EDA Overview — Why Explore Before Modeling
EDA is detective work: you need to understand your data before trusting any model trained on it. EDA reveals: which features are predictive, which are redundant, data quality issues missed during cleaning, the shape of distributions (affects algorithm choice and preprocessing), class imbalance (needs special handling), and surprising patterns that generate new hypotheses. The goal is always the same: build intuition about your data before touching a model.
EDA Checklist and Setup
import pandas as pd
import numpy as np
import matplotlib.pyplot as plt
import seaborn as sns
from sklearn.datasets import load_breast_cancer
# Setup
sns.set_theme(style="whitegrid", palette="muted")

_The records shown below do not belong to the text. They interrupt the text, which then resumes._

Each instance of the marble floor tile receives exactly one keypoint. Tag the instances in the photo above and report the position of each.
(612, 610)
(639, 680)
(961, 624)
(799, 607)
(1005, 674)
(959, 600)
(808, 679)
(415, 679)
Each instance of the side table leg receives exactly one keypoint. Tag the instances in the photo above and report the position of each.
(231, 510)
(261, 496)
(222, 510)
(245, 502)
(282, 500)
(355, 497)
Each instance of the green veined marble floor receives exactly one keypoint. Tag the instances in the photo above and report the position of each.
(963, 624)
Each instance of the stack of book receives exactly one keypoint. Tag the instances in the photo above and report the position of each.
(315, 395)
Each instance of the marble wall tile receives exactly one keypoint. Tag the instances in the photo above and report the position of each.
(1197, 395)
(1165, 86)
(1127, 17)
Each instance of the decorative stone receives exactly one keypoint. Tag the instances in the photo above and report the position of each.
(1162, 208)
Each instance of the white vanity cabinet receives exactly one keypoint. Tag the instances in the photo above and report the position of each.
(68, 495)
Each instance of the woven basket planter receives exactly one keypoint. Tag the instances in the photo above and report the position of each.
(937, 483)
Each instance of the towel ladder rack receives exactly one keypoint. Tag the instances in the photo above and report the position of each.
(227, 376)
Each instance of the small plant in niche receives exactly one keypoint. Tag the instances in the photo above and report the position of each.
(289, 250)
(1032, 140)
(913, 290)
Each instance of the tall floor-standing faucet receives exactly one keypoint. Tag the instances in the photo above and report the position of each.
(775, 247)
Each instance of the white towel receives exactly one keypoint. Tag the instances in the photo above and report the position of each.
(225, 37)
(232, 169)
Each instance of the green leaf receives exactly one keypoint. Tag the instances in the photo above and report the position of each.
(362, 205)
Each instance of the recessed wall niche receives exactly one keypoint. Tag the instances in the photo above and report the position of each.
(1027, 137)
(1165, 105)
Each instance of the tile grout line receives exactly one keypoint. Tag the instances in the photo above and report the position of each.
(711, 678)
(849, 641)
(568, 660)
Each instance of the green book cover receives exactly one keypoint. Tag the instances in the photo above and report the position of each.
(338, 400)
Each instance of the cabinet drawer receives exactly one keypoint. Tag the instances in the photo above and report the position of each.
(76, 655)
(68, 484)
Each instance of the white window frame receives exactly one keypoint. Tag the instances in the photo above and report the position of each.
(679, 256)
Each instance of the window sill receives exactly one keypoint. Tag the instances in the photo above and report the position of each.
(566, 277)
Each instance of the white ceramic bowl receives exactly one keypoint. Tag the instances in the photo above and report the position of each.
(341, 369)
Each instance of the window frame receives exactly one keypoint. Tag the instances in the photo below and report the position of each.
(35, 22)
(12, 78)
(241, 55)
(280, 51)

plt.rcParams["figure.dpi"] = 100
# Load a real dataset
cancer = load_breast_cancer()
df = pd.DataFrame(cancer.data, columns=cancer.feature_names)
df["target"] = cancer.target # 1 = benign, 0 = malignant
df["diagnosis"] = df["target"].map({1: "benign", 0: "malignant"})

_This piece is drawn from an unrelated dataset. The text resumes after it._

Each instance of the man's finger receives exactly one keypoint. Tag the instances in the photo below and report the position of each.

# EDA CHECKLIST -- run these FIRST on any dataset
print("=== EDA CHECKLIST ===")
print(f"1. Shape: {df.shape} ({df.shape[0]} samples, {df.shape[1]} columns)")

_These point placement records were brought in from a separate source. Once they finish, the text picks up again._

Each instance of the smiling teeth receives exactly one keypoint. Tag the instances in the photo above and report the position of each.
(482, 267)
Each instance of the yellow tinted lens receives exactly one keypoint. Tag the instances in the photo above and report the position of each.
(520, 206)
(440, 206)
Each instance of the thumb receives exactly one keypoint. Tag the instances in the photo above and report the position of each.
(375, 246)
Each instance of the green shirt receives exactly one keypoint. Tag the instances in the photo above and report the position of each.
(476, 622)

print(f"2. Duplicates: {df.duplicated().sum()}")
print(f"3. Missing values:\n{df.isnull().sum()[df.isnull().sum() > 0]}")
print(f"4. Data types:\n{df.dtypes.value_counts()}")
print(f"5. Target balance: {df['diagnosis'].value_counts().to_dict()}")
print(f" Imbalance ratio: {df['target'].value_counts().min() / df['target'].value_counts().max():.2f}")
print("\n6. Numeric summary:")
print(df.select_dtypes(include="number").describe().round(2).to_string())Tip
Tip
Practice EDA Overview Why Explore Before Modeling in small, isolated examples before integrating into larger projects. Breaking concepts into small experiments builds genuine understanding faster than reading alone.
Neural networks learn by adjusting connection weights via backpropagation
Practice Task
Note
Practice Task — (1) Write a working example of EDA Overview Why Explore Before Modeling from scratch without looking at notes. (2) Modify it to handle an edge case (empty input, null value, or error state). (3) Share your solution in the Priygop community for feedback.
Quick Quiz
Common Mistake
Warning
A common mistake with EDA Overview Why Explore Before Modeling is skipping edge case testing — empty inputs, null values, and unexpected data types. Always validate boundary conditions to write robust, production-ready ml code.